Only one wire
Back in grade school, one of the smartest guys I ever met surprised me when I realized he didn’t understand that electricity had to flow in a circuit. His assumption seemed to be that electricity poured in, did its job and left, like air and fuel through an engine.
It turns out not having a strong understanding of electrical circuits put my friend in good company. MIT graduates, according to this video, struggle to light a bulb with a battery and a single wire. The standard wiring diagram shows a circuit starting with one battery terminal, flowing through a wire to one terminal on the bulb, through the bulb, through a second wire back to the other battery terminal.
The MIT grads are challenged to create a circuit with the same purpose with only one wire. The trick is to touch one terminal of the battery to one terminal of the bulb and use the wire to connect the other respective terminals.
Imagine you are an engineer at a company that makes a million flashlights a year. If you could eliminate the cost of that one additional wire and the additional manufacturing step, say for a penny in cost, the savings per year would be $10,000 a year.

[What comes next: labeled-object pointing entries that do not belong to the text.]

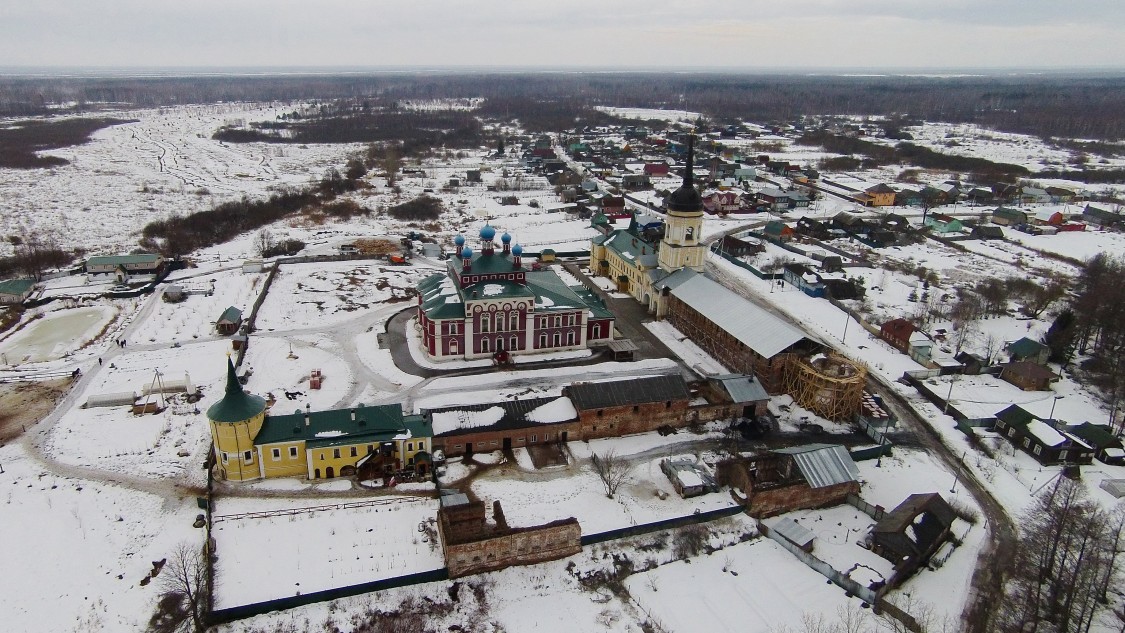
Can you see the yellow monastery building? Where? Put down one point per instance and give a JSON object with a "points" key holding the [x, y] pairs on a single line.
{"points": [[639, 259], [366, 442]]}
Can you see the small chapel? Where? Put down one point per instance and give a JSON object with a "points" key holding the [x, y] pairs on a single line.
{"points": [[646, 256]]}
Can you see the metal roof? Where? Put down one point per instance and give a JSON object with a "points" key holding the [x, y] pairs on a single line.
{"points": [[748, 323], [824, 464], [622, 392], [743, 388], [794, 532]]}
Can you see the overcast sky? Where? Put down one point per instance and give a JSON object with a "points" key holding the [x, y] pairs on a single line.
{"points": [[752, 34]]}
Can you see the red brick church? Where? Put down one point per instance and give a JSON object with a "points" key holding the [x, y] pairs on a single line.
{"points": [[488, 305]]}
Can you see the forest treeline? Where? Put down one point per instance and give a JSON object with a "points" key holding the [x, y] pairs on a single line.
{"points": [[19, 143], [878, 154], [1080, 106]]}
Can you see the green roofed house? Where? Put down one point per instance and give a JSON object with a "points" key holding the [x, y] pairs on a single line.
{"points": [[1041, 440], [125, 265], [16, 290], [1028, 350], [228, 322], [362, 441], [1108, 448]]}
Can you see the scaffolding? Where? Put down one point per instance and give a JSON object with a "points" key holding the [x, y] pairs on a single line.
{"points": [[829, 386]]}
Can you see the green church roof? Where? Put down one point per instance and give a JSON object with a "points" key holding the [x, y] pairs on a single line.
{"points": [[336, 427], [236, 405]]}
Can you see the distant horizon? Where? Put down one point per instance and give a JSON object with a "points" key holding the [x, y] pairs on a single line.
{"points": [[63, 71]]}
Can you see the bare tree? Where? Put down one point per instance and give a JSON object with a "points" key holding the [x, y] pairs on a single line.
{"points": [[264, 242], [185, 581], [612, 470]]}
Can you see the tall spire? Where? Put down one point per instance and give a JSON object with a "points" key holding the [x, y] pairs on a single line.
{"points": [[232, 379], [686, 199], [689, 177]]}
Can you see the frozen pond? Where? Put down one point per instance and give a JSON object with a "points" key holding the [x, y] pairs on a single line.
{"points": [[55, 335]]}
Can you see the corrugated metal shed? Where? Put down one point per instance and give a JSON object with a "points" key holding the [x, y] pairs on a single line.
{"points": [[824, 464], [752, 325], [794, 533], [743, 388], [622, 392]]}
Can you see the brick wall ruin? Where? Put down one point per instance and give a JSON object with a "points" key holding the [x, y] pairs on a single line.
{"points": [[473, 546]]}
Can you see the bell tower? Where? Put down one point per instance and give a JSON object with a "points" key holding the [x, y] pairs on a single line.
{"points": [[683, 226]]}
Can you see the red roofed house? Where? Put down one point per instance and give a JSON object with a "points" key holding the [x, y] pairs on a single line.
{"points": [[897, 332]]}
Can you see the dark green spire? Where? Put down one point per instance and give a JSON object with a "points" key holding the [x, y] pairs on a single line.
{"points": [[236, 405]]}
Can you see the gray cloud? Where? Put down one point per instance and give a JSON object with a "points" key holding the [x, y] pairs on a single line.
{"points": [[585, 33]]}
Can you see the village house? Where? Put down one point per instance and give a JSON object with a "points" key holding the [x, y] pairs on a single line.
{"points": [[228, 322], [879, 196], [813, 476], [638, 256], [897, 332], [911, 533], [125, 265], [1028, 376], [1040, 440], [249, 443], [944, 224], [1101, 217], [1027, 350], [16, 290], [1107, 448], [1007, 216]]}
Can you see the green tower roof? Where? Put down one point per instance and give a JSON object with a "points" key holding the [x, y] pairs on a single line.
{"points": [[236, 405]]}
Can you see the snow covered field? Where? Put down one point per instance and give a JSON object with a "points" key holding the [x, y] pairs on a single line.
{"points": [[286, 554], [163, 164]]}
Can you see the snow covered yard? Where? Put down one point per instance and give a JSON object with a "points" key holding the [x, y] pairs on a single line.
{"points": [[287, 554], [55, 335], [331, 292], [169, 444], [195, 317], [533, 498], [752, 587], [78, 550]]}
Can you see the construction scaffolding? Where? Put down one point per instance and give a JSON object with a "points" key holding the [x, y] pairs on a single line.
{"points": [[829, 386]]}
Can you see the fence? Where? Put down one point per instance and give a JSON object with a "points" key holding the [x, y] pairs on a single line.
{"points": [[658, 525], [348, 505], [852, 587], [225, 615]]}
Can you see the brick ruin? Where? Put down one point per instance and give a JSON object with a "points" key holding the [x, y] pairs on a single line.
{"points": [[773, 485], [471, 545]]}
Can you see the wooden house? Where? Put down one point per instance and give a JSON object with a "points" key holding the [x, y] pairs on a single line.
{"points": [[1107, 448], [897, 332], [1027, 350], [16, 290], [228, 322], [881, 196], [1007, 216], [777, 231], [1101, 217], [1028, 376], [944, 223], [910, 533]]}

This is an example of SCAMPER – Eliminate, the elimination of a component or step that improves a product or reduces its cost. It also highlights how an idea that seems obvious in retrospect can defy imagination when the problem it solves first shows itself.
How about no wires?
The majority of cylindrical cells, such as AA and AAA “batteries” and the 18650 and 21700 cells used in Tesla cars, all have the positive terminal at the top and negative at the bottom.
Building 21700 cells (like those being manufactured at the Tesla Gigafactory, pictured) into a battery pack for a Model 3 Tesla or a Powerwall 2 involves soldering terminals to both the top and bottom of each cell. An alternative would be to make packs into which cells with both terminals at the bottom could be twist-locked into place, like a lightbulb. This would speed up both assembly and disassembly, albeit at the additional manufacturing cost of socketed battery buses. In addition, the top of the battery could be shaped for easy manipulation, perhaps with a hex end or a tab that can facilitate the twisting and indicate when a secure connection is made.